Much like secretaries are now called “executive assistants,” baby sitters are now “consultants.”
Per information provided by West, Dez Bryant consented with the Cowboys to have a midnight curfew. He also agreed to avoid clubs, strip clubs and parties. And Dez was also cool with drug and alcohol testing.
This is why not all coaches treat their players like men, because so many will behave like boys.
West says that a three-man security detail was provided to, essentially, run interference from whomever was trying to get into Dez’s wallet as well as drive him to the Cowboys’ practice facility and games. That security team was paid about $17,000 per month.
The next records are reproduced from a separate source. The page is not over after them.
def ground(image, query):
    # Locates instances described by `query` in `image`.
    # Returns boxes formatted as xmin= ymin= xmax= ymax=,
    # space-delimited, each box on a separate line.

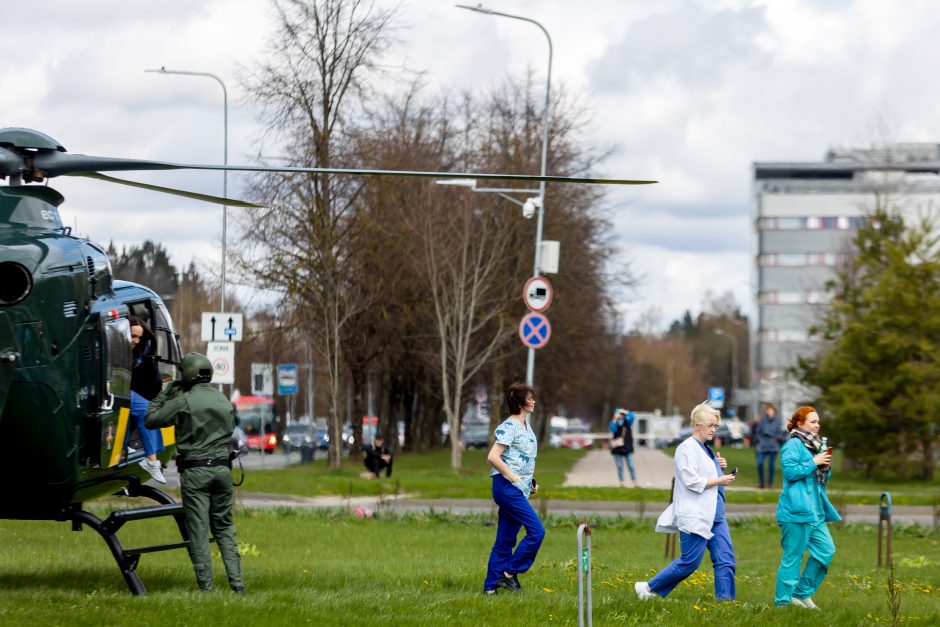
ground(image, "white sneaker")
xmin=633 ymin=581 xmax=657 ymax=601
xmin=798 ymin=597 xmax=819 ymax=610
xmin=140 ymin=459 xmax=166 ymax=483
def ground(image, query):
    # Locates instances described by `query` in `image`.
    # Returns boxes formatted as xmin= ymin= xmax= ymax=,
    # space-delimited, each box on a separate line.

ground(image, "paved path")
xmin=229 ymin=490 xmax=933 ymax=525
xmin=564 ymin=448 xmax=675 ymax=490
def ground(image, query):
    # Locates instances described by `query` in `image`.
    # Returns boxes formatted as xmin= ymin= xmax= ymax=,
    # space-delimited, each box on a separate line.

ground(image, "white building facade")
xmin=750 ymin=144 xmax=940 ymax=416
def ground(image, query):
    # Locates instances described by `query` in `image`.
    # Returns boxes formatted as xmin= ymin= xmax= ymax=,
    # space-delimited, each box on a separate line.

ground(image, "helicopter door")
xmin=99 ymin=318 xmax=131 ymax=467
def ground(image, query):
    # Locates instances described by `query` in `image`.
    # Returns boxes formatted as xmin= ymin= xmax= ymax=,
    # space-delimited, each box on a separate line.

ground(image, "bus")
xmin=233 ymin=396 xmax=277 ymax=454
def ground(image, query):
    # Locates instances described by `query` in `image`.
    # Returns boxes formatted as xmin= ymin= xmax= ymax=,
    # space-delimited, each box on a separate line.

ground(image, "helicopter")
xmin=0 ymin=128 xmax=655 ymax=595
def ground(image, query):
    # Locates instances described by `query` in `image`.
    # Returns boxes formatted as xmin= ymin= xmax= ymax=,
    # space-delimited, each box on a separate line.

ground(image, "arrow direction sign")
xmin=519 ymin=312 xmax=552 ymax=348
xmin=202 ymin=311 xmax=244 ymax=342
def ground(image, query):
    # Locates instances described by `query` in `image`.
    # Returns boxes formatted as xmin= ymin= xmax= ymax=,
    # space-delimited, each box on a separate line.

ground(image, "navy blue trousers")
xmin=483 ymin=475 xmax=545 ymax=590
xmin=649 ymin=520 xmax=735 ymax=601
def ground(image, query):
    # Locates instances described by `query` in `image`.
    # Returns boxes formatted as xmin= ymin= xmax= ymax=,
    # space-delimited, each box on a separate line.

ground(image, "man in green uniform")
xmin=145 ymin=353 xmax=245 ymax=594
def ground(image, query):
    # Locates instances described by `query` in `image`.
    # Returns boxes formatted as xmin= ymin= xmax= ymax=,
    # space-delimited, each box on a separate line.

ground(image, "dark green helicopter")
xmin=0 ymin=128 xmax=655 ymax=594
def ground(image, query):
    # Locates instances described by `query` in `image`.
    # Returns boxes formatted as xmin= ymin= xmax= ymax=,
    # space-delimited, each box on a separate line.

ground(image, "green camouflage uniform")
xmin=145 ymin=353 xmax=245 ymax=592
Exactly who paid for all of this is unclear - it may have been Dez. And all of this information is provided by West in legal documents, none from Bryant’s lawyers.
It potentially could all be a load, but considering the player in question it is plausible. West has worked with previous Cowboys, most notably Hall of Fame wide receiver Michael Irvin.
What should be assumed is that the Cowboys were well aware of these stipulations, and may have helped cover some of the expenses. They have assigned “help” to players in the past, including former cornerback Adam “Pacman” Jones.
None of this is terribly surprising considering that when Dez came out of Oklahoma State the single biggest concern was off-the-field behaviors. It was the reason he was not selected in the first 20 picks of the first round.
Cowboys owner Jerry Jones, of course, took the risk and assumed the responsibility of trying to keep Dez in line. It’s mostly worked, but not without noise and some drama. Coaches call them “distractions.”
The sad, yet predictable, part is that the people Dez surrounded himself with - men like West and former adviser Mike Wells - have in recent years been more problems than solutions.
This is what often happens - in their effort to be close to the cash, advisers want their cut. Relationships get fractured, money is turned off, lawyers are called and accusations are made.
It’s 2016 and chances are good there are no more Dez Bryant Rules, but the Cowboys are likely always looking at Eight-Eight just to be sure the noise doesn’t become a distraction.